Attratti dall’aura di mistero che avvolge queste splendide opere, osserviamo il lavoro dell’artista Geoffrey Johnson.
Avvolti quasi in una nebbia sottile, i personaggi si mostrano sottoforma di silhouettes nere, sottili, leggermente allungate verticalmente e molto, molto nitide. Le pose sono indefinite, i personaggi figure dinamiche che si muovono nello spazio, apparentemente chiusi in se stessi, attraversano la città muovendosi velocemente, piccole identità, piccole realtà sole e taciturne, quasi poggiate su un quadro eterno, un luogo spesso privo di vita. Anche quando raffigura gruppi di persone, Geoffrey Johnson è in grado di dimostrare la malinconia che i singoli provano, e lo fa sottolineando, ancora una volta, l’alone di mistero che avvolge tutta la sua opera.
La tavolozza aiuta il pittore nel suo intento: colori monocromatici nei toni del seppia e del grigio, che inducono ad una riflessione quasi forzata, non esistono colori brillanti che possano distogliere l’attenzione dell’osservatore o elementi di rilievo, al di fuori del soggetto principale, che inducano lo spettatore a distogliere l’attenzione dai veri protagonisti. Lo sforzo dell’artista risiede nel portare il pubblico ad una riflessione più spinta, ben oltre la sfera bidimensionale, una realtà intima e del tutto personale.

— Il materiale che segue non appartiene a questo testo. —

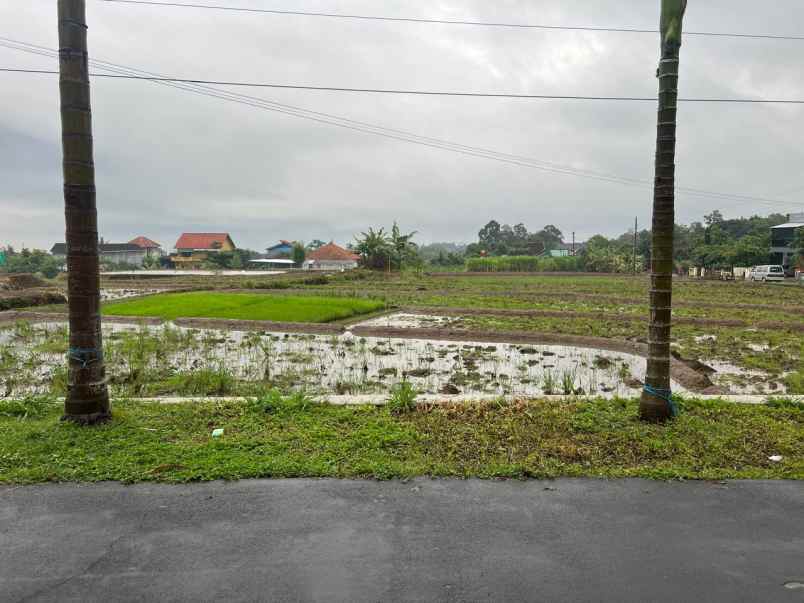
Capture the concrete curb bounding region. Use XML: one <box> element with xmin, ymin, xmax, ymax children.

La tecnica pittorica è molto simile a quella impressionista, fatta di pennellate minime e veloci, pronte a raccogliere rapidamente l’immagine che si prepara davanti agli occhi dell’artista.

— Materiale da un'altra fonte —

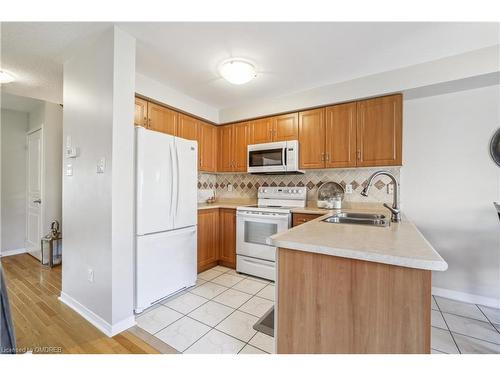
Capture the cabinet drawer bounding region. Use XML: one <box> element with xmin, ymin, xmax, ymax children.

Le opere di Johnson sono caratterizzate dal binomio astrazione-realismo. Astrazione perché le figure sono fortemente astratte, le immagini di fondo non sono mai ben scandite. Realismo perché è l’astrazione stessa che porta l’osservatore verso un’analisi introspettiva che lo conduce ad una riflessione sulla solitudine e sulla malinconia che circonda la figura umana.